Все трое не родились христианами, но стали ими. Каждый из них способен на честный рассказ о своих сомнениях, о поиске Бога и обретении Его. Эта подкупающая честность способна прикоснуться к самой сердцевине современного человека, который боится традиции, для которого христианство «слишком отягчено» грузом минувших эпох. Изнутри традиции, не отвергая ее вовсе, скорее утверждая, трое благовестников воскрешают чувство евангельской свежести. В их устах Новый Завет поистине Новый, а Евангелие – Благая Весть, и лучше не скажешь.
Любопытно, что, в отличие от Честертона и Льюиса, митрополит Антоний ничего не писал. Он действовал сократически, спрашивая, отвечая, замолкая по временам и размышляя вслух перед лицом Бога и собеседников. Это потом его речи превращались в книги благодаря усилиям друзей и почитателей. Благо, он жил в эпоху средств аудиозаписи и усилия скорописцев не требовались. Кстати, об эпохе: это технический прогресс, увеличение народонаселения, распавшаяся связь времен и общее смятение. Кто не ругал новейшую историю и духовную дикость современного людского муравейника? «Железный век – железные сердца». Но эта эпоха все же позволяет тиражировать речи мудрых с помощью технических средств и доносить эти речи до тысяч и миллионов слушателей.

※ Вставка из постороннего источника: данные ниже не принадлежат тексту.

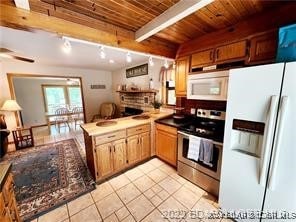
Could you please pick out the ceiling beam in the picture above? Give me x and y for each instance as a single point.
(268, 20)
(175, 13)
(28, 20)
(23, 4)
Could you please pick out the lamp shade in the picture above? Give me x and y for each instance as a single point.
(10, 105)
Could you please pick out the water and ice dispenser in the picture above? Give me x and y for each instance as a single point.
(247, 137)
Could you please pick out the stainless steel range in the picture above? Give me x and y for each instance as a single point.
(209, 125)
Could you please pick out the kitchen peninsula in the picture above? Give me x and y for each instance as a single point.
(122, 144)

По-хорошему нужно, чтобы в каждом городе был свой митрополит Антоний, в каждом университете – свой Льюис и в каждой газете – свой Честертон. Но это – по-хорошему. А если по-плохому? А по-плохому люди такие на вес золота, и мир бы понес непоправимую утрату, если бы их слышало только ближайшее окружение. В Средние века, при неграмотности большинства паствы, при дороговизне книг и отсутствии массовых коммуникаций все зависело от возможности послушать мудрого человека вживую. Сегодня, удаленные друг от друга временем и расстоянием, мы можем получить назидание благодатным словом при помощи книг и различных аудио- и видеозаписей. Все трое это понимали. Все трое в разное время и с разной интенсивностью выступали по радио с беседами, лекциями и проповедями.
Они вполне современны, чтобы быть понятыми живущими ныне, и вполне устремлены в вечность, чтобы не угождать минутному вкусу, но защищать Истину или возвещать ее.
Для простых людей нужны простые проповедники. Но простота исчезает. На ее место приходит недоучившаяся спесь, всегда готовая спорить с Богом по причине недоученности.
Нам нужны эти трое – конечно же, с другими фамилиями. Нужны фехтовальщики, подобные Честертону, готовые извлечь из ножен отточенную шпагу неоспоримых аргументов и принудить к сдаче любого скептика или недобросовестного критика, хулящего то, чего не знает. Этот формат наиболее подходит для всех видов журналистики. Нужны профессора, которым гораздо уютнее в компании древних рукописей, нежели на автобусной остановке. Они, призвав на помощь бесчисленный сонм живших ранее писателей и поэтов, способны представить взору людей, учившихся «чему-нибудь и как-нибудь», христианство как плодотворную силу, во всех эпохах зажигавшую сердца и дающую радость. Нужны, наконец, епископы, способные говорить о Христе, глядящие на стоящего рядом не сверху вниз, а лицом к лицу, не как учащие, а как независтно делящиеся Истиной.
Эти трое нужны для общества, считающего себя образованным и умным; общества, даже несколько уставшего от своего всезнайства и, подобно Пилату, спрашивающего, пожимая плечами: «Что есть Истина?» Для простых людей нужны простые проповедники. Но простота исчезает. На ее место приходит недоучившаяся спесь, всегда готовая спорить с Богом по причине недоученности. Приходит привычка произносить легкие слова о тяжелых темах и давать чужие, лично не выстраданные ответы на вечные вопросы. Вот им-то, людям, заразившимся метафизической несерьезностью, и полезно было бы за одним из жизненных поворотов повстречать кого-то из этих троих: Честертона, или Льюиса, или митрополита Антония. С другими фамилиями, конечно.